Factory Girl - Edie: Factory Girl By Dalton and Finkelstein

Edie: Factory Girl By Dalton and Finkelstein

Edie: Factory Girl author David Dalton is a former assistant of Warhol. He wrote 15 books before this, including A Year in the Life of Andy Warhol. (Nat Finkelstein is credited as a photojournalist of Edie.)

Whereas the similarity in titles might suggest that the film is based on the book, there are considerable differences. The film is about Sedgwick’s relationships with two people, Andy and Billy, a character who resembles Bob Dylan. The book is about Sedgwick as part of the circle associated with Warhol known as the Warholites. Dylan is not described as her lover in the book, although he is said to be a significant figure in her story. The film-makers did not develop characters based on her friends among the Warholites.

The book describes the Warholites as originally welcoming her into the fold, sympathetic about her problems and charmed by her beauty and personality. Those interviewed for the book generally remember her as likable when she first made friends at the Factory, amiable and fun at parties, if something of a scene stealer.

The film’s Sedgwick seems carefree when she is about to leave for New York, whereas the book says that she was troubled at the time, impulsive and reckless, having seen a psychiatrist on a three visits per week basis while living in Massachusetts.

Although the book rejects the idea that Warhol was to blame for her use of methamphetamine, it is candid about an ugly side: his “morbid fascinations” and his tendency to observe the miseries of people he knew without showing emotion. Author and former Warhol screenwriter Robert Heide relates the widely-circulated story of Warhol reacting to the suicide of an acquaintance by saying, "Why didn’t he tell us? We could’ve filmed it." According to Heide, as the two of them stood on the sidewalk where the acquaintance had recently died, Warhol said to him, "I wonder when Edie will commit suicide. I hope she lets us know so we can film it.”

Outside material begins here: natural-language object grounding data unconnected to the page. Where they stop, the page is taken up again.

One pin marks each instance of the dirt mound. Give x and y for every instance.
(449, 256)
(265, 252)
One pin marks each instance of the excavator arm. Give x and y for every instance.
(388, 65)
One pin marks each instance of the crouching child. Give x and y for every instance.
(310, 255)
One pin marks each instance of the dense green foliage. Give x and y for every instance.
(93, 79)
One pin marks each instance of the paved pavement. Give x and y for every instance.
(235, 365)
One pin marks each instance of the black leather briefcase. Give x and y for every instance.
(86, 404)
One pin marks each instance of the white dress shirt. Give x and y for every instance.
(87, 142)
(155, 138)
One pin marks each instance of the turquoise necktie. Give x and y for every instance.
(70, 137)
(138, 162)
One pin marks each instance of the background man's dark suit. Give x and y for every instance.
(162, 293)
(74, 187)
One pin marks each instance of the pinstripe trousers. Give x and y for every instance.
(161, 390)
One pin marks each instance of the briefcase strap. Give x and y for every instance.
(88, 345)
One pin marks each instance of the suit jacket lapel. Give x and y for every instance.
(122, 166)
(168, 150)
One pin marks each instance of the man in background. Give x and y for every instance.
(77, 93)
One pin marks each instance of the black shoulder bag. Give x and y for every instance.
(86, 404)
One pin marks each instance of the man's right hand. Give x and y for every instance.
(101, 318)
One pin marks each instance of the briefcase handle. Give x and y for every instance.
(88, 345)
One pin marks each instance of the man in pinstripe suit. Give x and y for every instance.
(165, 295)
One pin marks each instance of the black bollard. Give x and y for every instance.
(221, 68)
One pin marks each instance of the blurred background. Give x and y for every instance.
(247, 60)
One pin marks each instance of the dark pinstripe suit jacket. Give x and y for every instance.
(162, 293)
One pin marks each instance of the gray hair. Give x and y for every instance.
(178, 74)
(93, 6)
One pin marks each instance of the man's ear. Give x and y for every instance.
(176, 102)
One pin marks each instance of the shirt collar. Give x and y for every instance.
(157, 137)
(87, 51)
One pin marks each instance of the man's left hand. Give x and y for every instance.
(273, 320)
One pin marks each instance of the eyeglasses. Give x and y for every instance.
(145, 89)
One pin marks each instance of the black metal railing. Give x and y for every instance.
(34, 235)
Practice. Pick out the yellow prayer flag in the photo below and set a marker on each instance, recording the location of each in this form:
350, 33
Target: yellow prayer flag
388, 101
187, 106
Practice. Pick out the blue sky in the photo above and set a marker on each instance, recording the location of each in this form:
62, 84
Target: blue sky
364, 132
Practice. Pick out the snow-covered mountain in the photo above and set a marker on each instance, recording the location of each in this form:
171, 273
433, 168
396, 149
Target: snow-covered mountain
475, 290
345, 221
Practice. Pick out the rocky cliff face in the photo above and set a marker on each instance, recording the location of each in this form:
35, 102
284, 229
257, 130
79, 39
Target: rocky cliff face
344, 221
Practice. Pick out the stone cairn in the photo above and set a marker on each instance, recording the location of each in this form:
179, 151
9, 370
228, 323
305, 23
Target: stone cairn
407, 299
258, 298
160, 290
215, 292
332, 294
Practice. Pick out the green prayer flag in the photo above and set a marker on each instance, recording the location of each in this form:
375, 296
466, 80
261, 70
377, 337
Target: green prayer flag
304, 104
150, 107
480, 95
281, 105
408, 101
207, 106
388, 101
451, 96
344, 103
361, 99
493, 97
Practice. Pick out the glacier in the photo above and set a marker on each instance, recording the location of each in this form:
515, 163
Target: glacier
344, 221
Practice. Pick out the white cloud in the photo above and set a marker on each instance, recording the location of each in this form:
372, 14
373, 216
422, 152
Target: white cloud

Like the film, the book tells of her being persuaded to leave Warhol by a singer/songwriter, but the book does not support the film’s love story. Rather, it says that she had a relationship with Dylan’s friend Bob Neuwirth. Her story of a pregnancy aborted when she was injured in Dylan’s 1966 motorcycle accident was, the book says, one of the fantasies she conceived while mentally ill and delusional.